The difference between having no form
and having "no form"
Bruce Lee began his study of martial arts in Hong Kong in the 1960s, studying the wing chun school of kung fu, which emphasized rapid, accurately placed blows and a method of practice called "sticking hands" involving a stationary wooden post.
As he encountered opponents from other schools, however, he began to question the rigid adherence to "form" that he and other martial arts students had been taught. While the forms had a value in learning the spiritual and physical disciplines kung fu required, the forms also became barriers to true mastery. Bruce Lee began experimenting with his fighting style by incorporating elements of different schools. In doing so, he scandalized the traditionalists, who accused him of "having no form" that is, of failing to follow the discipline of any accepted form.

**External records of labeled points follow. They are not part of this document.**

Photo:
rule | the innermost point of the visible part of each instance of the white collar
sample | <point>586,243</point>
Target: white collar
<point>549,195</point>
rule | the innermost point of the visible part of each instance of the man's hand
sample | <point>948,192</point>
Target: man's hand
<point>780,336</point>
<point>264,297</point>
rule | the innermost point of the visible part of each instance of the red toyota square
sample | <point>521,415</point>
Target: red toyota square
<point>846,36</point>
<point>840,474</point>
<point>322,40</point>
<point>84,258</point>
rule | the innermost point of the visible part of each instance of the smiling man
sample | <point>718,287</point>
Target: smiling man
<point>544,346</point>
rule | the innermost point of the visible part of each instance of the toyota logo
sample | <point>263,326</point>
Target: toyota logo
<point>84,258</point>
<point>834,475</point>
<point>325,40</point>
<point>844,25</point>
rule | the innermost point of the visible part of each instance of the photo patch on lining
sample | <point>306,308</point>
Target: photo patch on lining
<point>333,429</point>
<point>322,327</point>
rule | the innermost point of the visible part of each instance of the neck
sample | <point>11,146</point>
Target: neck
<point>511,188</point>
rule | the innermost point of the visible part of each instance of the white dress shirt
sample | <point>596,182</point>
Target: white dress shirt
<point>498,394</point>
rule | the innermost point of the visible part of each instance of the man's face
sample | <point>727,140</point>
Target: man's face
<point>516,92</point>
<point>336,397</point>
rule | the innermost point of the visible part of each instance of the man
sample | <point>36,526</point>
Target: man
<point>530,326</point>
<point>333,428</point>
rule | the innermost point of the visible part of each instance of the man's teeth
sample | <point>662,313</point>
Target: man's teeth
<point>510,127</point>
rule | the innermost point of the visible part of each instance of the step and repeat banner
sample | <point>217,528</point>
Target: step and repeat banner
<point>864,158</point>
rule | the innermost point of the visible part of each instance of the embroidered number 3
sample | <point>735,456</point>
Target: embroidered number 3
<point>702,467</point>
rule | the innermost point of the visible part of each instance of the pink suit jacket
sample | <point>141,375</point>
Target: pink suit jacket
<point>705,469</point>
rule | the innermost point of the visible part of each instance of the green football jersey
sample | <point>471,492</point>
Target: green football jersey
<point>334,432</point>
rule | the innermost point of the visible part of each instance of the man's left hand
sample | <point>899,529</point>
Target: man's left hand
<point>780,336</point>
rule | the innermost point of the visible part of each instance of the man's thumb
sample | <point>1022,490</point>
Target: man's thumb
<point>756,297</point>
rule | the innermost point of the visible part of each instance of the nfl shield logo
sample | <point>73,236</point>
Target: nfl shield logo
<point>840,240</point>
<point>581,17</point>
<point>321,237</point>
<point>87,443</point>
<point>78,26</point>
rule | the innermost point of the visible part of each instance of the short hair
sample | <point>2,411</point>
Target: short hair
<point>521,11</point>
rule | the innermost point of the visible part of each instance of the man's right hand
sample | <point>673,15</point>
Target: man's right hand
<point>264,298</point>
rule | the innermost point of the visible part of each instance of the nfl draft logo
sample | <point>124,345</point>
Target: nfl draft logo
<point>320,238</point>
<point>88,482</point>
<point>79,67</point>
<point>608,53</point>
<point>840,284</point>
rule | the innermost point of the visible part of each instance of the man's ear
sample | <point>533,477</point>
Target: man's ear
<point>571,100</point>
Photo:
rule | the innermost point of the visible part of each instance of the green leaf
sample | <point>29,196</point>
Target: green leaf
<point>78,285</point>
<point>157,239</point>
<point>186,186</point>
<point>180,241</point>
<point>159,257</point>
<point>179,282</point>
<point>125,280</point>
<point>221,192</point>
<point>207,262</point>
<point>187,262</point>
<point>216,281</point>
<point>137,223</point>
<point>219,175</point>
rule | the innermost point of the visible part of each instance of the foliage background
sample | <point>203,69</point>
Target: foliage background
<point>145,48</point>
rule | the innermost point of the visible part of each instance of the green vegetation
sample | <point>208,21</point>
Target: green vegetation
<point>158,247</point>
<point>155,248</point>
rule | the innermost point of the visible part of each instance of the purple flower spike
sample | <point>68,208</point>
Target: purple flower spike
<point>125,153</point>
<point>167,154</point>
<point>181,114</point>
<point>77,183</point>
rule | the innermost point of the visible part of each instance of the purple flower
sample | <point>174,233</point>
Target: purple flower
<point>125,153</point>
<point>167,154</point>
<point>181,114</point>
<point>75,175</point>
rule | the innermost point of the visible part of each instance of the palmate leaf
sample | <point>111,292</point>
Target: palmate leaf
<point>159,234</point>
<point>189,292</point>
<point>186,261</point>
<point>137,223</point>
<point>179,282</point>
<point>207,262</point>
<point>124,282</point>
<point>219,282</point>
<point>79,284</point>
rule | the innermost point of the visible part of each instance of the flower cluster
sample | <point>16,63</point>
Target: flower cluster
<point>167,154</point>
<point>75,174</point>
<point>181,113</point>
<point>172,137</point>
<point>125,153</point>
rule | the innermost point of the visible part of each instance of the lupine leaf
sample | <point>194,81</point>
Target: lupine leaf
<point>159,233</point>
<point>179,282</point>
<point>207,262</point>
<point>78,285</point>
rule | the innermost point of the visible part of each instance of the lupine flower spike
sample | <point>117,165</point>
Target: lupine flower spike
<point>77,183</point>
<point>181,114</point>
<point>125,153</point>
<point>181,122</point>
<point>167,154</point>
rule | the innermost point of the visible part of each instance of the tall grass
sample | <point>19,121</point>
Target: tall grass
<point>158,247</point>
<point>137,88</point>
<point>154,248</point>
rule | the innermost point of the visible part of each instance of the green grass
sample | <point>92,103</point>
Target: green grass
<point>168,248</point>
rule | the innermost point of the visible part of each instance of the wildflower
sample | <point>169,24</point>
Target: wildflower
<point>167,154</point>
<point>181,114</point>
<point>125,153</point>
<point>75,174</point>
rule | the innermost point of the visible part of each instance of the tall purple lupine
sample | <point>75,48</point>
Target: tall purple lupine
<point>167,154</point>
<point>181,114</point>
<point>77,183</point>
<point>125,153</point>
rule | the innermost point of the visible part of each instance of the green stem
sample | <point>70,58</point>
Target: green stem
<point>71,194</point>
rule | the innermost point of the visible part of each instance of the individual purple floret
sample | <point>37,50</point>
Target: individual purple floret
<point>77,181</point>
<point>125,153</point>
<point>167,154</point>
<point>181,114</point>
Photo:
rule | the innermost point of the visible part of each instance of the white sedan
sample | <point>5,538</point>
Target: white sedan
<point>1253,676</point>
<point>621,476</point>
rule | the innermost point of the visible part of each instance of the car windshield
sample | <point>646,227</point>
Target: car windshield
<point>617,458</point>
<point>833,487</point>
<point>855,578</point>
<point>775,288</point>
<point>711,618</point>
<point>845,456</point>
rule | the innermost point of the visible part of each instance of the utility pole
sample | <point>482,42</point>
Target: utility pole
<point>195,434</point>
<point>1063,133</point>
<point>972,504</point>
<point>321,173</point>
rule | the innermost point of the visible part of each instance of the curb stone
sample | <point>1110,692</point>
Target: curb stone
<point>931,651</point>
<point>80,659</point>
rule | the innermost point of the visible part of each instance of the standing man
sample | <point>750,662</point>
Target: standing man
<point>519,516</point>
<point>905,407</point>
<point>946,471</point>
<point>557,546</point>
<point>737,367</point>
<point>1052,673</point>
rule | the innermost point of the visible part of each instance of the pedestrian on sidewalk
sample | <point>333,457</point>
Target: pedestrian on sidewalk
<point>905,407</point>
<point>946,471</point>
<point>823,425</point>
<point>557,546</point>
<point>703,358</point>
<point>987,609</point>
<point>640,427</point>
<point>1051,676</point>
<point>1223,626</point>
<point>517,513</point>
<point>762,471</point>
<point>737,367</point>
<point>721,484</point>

In describing his style, Bruce Lee made a clear distinction between "having no form" and "having no form." To have no form was to transcend form from a position of mastery that enabled one to see when the rules could be-in fact, needed to be-broken. No form was highly disciplined in its execution. In essence, to have no form was to have access to all forms; to understand all forms at their most essential level and to see and be able to act on the connections among forms. On the other hand, "having no form" implied an undisciplined approach, an inability to master any form.
Lee discovered that he could not teach no form directly to novices in the martial arts. A student first had to master the form of karate, tae kwon do, or some other school; only from a position of mastery could the student begin to experiment with abandoning the form. Gradually, his efforts to teach no form resulted in a new "Bruce Lee School" of kung fu. Paradoxically, the search for no form had become another form.